Die Gesundheitslage in Zentralafrika ist kritisch: Der aktuelle Ausbruch des tödlichen Ebola-Virus in der Demokratischen Republik Kongo fordert immer mehr Opfer. Wie die Weltgesundheitsorganisation (WHO) mitteilte, ist die Zahl der Todesopfer inzwischen auf über 200 gestiegen, während mehr als 900 Verdachtsfälle gemeldet wurden. Besonders besorgniserregend: Das Virus hat die Landesgrenzen überschritten – in Uganda wurden bereits sieben Infektionen bestätigt.

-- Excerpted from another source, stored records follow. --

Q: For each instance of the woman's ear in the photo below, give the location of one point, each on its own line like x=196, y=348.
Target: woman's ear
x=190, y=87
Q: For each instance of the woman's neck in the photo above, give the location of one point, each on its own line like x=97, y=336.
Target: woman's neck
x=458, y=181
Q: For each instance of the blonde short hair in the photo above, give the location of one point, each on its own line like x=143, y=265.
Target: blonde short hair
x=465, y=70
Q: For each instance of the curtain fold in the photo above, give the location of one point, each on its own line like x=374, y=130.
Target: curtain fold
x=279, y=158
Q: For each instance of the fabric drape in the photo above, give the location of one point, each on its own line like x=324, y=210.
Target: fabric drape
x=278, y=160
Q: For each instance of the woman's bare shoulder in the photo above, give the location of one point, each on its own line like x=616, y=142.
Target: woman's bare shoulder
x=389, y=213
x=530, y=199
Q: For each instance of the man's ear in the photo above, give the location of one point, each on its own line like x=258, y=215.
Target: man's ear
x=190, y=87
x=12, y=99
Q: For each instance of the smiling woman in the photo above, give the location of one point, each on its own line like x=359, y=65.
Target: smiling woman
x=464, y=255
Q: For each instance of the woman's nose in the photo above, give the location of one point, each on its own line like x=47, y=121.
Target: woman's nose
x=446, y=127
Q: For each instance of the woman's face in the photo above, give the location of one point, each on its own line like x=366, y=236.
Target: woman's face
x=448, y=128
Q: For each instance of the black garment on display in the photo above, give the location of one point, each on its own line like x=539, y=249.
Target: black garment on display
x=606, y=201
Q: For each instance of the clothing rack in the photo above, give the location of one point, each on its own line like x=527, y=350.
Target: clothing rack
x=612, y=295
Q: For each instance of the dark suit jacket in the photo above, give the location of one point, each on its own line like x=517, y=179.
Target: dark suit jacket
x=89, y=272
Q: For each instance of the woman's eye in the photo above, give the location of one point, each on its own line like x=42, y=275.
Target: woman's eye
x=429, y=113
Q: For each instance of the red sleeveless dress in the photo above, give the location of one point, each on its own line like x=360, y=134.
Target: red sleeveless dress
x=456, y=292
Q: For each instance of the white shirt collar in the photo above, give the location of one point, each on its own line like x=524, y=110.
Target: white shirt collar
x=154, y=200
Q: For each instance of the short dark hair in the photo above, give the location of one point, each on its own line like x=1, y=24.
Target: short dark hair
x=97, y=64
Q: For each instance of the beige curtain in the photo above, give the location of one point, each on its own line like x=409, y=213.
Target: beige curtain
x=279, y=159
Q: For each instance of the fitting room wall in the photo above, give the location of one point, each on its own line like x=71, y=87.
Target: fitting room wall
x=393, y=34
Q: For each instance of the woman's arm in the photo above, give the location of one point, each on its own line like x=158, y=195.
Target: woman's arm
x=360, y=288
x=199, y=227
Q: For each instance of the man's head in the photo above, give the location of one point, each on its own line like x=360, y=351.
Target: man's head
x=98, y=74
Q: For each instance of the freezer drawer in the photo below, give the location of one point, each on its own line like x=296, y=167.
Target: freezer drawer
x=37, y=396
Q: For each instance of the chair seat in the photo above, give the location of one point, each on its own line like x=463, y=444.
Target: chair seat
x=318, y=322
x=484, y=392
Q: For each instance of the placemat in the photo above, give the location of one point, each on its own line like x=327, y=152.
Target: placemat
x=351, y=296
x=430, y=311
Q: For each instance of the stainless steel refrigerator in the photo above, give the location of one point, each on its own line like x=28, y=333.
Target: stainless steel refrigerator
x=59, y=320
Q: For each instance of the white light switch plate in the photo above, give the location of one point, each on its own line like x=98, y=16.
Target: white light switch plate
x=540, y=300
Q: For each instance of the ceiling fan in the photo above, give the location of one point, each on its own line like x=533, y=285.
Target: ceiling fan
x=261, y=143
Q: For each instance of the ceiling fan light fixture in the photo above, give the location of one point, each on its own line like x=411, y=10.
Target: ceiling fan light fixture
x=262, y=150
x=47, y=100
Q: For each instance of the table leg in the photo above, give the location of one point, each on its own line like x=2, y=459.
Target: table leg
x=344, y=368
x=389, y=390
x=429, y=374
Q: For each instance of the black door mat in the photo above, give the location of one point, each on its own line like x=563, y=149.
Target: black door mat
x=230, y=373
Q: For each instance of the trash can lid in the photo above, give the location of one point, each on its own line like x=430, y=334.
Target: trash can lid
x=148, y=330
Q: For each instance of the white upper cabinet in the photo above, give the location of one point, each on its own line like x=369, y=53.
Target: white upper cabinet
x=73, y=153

Ein aggressiver Erreger ohne Impfschutz
Das Hauptproblem für die Mediziner vor Ort ist der identifizierte Virustyp Bundibugyo. Im Gegensatz zu früheren Ausbrüchen gibt es für diesen speziellen Strang aktuell weder eine zugelassene Impfung noch eine etablierte Therapie. Die Entdeckung des Ausbruchs verzögerte sich zudem um Wochen, da lokale Labore den Erreger zunächst nicht korrekt identifizieren konnten.
WHO-Chef warnt: „Es wird erst noch schlimmer“
WHO-Direktor Tedros Adhanom Ghebreyesus fand bei einem Treffen mit afrikanischen Gesundheitsministern deutliche Worte. Er betonte, dass die Epidemie den Helfern derzeit „einen Schritt voraus“ sei. Tedros wird am Dienstag persönlich in den Kongo reisen, um sich ein Bild der Lage zu machen. Die Kombination aus bewaffneten Konflikten in der Region und einer hohen Mobilität der Bevölkerung erschwert die Eindämmung massiv.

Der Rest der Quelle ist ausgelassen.